Is it sleazy as all getout? Yup, absolutely: but it's not illegal. Companies pull this kind of bait and switch all the time when they think they can get away with it. Remember when Microsoft bought the original Internet Explorer codebase in return for the company in question receiving a cut of the profits and then gave it away for free? How they must have laughed about that one back at MS HQ...

In reality, the publishers handed Amazon a near monopoly on ebook sales by their own short-sightedness and now Amazon is turning the thumbscrews to see how much they're actually prepared to cough up. The games with VAT in the contract are just part and parcel of that.

VAT is not the same as corporation tax.

In the UK, Amazon is being accused of not paying the full amount of corporation tax they ought to be paying.

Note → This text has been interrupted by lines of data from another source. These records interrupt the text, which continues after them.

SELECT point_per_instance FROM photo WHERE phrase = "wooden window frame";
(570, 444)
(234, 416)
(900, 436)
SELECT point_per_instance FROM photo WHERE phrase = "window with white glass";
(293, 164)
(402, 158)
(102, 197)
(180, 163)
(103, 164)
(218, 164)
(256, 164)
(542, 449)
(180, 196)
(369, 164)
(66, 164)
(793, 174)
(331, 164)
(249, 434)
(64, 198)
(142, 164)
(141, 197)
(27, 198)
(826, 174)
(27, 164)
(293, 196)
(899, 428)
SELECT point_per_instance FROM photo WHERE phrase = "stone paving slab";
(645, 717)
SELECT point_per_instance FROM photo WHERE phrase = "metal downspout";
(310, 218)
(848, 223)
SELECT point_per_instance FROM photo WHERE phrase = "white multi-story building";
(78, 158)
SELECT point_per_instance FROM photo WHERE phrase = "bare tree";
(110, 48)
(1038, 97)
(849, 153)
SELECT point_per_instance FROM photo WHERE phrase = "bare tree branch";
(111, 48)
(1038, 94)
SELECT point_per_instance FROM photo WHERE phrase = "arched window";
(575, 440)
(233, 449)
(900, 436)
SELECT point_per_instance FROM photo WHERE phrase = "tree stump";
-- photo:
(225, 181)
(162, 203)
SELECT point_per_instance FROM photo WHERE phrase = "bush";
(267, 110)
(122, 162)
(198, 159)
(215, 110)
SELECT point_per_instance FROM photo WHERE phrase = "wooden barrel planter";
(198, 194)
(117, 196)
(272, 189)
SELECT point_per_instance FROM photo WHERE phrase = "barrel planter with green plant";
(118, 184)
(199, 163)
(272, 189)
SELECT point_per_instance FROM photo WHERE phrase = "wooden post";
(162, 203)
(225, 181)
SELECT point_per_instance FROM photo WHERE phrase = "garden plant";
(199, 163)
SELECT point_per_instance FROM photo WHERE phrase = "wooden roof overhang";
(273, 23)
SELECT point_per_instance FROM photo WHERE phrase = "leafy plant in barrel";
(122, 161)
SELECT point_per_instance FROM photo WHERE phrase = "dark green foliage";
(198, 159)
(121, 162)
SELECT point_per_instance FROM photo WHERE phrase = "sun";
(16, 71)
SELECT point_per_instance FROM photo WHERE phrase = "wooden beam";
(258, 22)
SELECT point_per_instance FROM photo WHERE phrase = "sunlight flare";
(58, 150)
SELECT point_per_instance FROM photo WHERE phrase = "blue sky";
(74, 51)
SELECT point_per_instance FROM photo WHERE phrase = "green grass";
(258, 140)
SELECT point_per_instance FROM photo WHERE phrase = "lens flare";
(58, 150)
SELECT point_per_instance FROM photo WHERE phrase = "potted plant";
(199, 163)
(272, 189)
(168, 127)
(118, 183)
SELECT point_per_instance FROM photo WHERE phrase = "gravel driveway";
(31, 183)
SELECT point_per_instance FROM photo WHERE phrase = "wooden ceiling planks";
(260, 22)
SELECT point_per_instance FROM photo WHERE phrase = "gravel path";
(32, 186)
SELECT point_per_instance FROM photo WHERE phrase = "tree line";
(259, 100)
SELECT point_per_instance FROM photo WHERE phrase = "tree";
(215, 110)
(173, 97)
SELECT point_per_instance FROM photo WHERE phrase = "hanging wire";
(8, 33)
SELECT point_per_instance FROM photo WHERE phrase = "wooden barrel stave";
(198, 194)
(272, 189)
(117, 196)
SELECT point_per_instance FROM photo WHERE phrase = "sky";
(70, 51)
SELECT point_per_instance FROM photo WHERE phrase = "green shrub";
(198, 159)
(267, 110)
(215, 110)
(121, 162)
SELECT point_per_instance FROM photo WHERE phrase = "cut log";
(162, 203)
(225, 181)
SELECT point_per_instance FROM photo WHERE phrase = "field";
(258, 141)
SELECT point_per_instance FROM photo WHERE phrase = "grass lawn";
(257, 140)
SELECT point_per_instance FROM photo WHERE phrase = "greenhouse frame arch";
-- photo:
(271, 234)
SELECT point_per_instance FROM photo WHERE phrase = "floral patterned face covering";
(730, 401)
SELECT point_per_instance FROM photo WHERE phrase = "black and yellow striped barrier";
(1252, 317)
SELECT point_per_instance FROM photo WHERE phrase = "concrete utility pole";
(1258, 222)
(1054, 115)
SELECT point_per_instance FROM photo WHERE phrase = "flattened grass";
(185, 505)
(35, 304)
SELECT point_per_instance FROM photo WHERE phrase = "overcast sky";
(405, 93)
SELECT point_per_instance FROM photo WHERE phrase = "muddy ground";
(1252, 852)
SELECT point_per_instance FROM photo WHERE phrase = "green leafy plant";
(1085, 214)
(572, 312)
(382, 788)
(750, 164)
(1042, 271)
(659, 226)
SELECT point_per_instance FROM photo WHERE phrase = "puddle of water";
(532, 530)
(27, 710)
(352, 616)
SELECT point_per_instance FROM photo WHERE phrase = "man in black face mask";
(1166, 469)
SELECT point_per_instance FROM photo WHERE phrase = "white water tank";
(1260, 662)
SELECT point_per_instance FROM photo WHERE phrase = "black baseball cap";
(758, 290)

It's funny that then people give out about small countries that have lower coporation tax (e.g. Ireland). If companies in "non-low-tax" countries like UK don't pay any tax, why give out to low-tax countries?
Reminds me of the nice Starbucks joke from last week:

I like my women like I like my coffee - paying tax on their income in the UK.

Most are setup to use a double irish scheme, and usually throw in the dutch sandwich: http://en.wikipedia.org/wiki/Dutch_sandwich
These schemes are relevant to corporate income tax, which can be manipulated and avoided. VAT applies to pretty much all revenue regardless of how you structure your company ownership structure.
They have certainly lost me as a potential Kindle user. I was considering buying myself a Kindle for Christmas, but that's not going to happen now. I thought Amazon could be trusted with my money, but it's clear that it's too risky.

I wouldn't be surprised if someone higher up sees her issues and activates her account. But I can't trust my money to a company where you could lose access to books worth thousands if you talk with the wrong person.

It's not like they don't have form. In 2009 they erased all the versions of 1984 from all Kindles, to massive uproar.

Back then, they said "We are changing our systems so that in the future we will not remove books from customers' devices in these circumstances". Looks like 3 years later they've decided to go back to what they were doing and promised not to do.

And THIS is why I won't buy a Kindle.

http://www.nytimes.com/2009/07/18/technology/companies/18ama...

Ironic that it was 1984.
Fahrenheit 451 would have been better.
Haven't read that one yet. Damn you for putting it on my list.
At least they gave these people their money back..
> I was considering buying myself a Kindle for Christmas, but that's not going to happen now.

You can still treat yourself with one of the many currently sold ebook readers out there: http://www.the-ebook-reader.com/ebook-reader-comparison.html . There is a world out there of (electronic) books that is not controlled by Amazon.

I'm a fan of foyles[1] and their selection and prices are quite good.

[1]http://www.foyles.co.uk/

Thanks for the suggestion! I'll do some price/terms comparisons. I don't mind paying a small premium to support an independent. Or I may try just ordering books at the Waterstones near where I work, and having them delivered there. The current owner of Waterstones seems to actually like and value books [1].

[1] http://www.independent.co.uk/news/people/profiles/james-daun...

http://www.betterworldbooks.com/ Used and new books. Free Shipping Worldwide.

"Better World Books is a self-sustaining, for-profit social venture whose mission is to capitalize on the value of the book to fund literacy initiatives locally, nationally and around the world. We partner with nearly 1400 libraries and over 1800 college campuses across the U.S. and Canada, collecting unwanted textbooks and library discards in support of non-profit literacy programs. We have raised millions of dollars for literacy, saved millions of books from landfills, created jobs for hundreds of people, and provided wonderful books to millions of readers worldwide."

Never ever buy e-books from Amazon, only physical books and things. Especially because all e-stuff on your Amazon account can be permanently deleted without any option to restore (except to buy it again).
Should have pirated. You get a better product.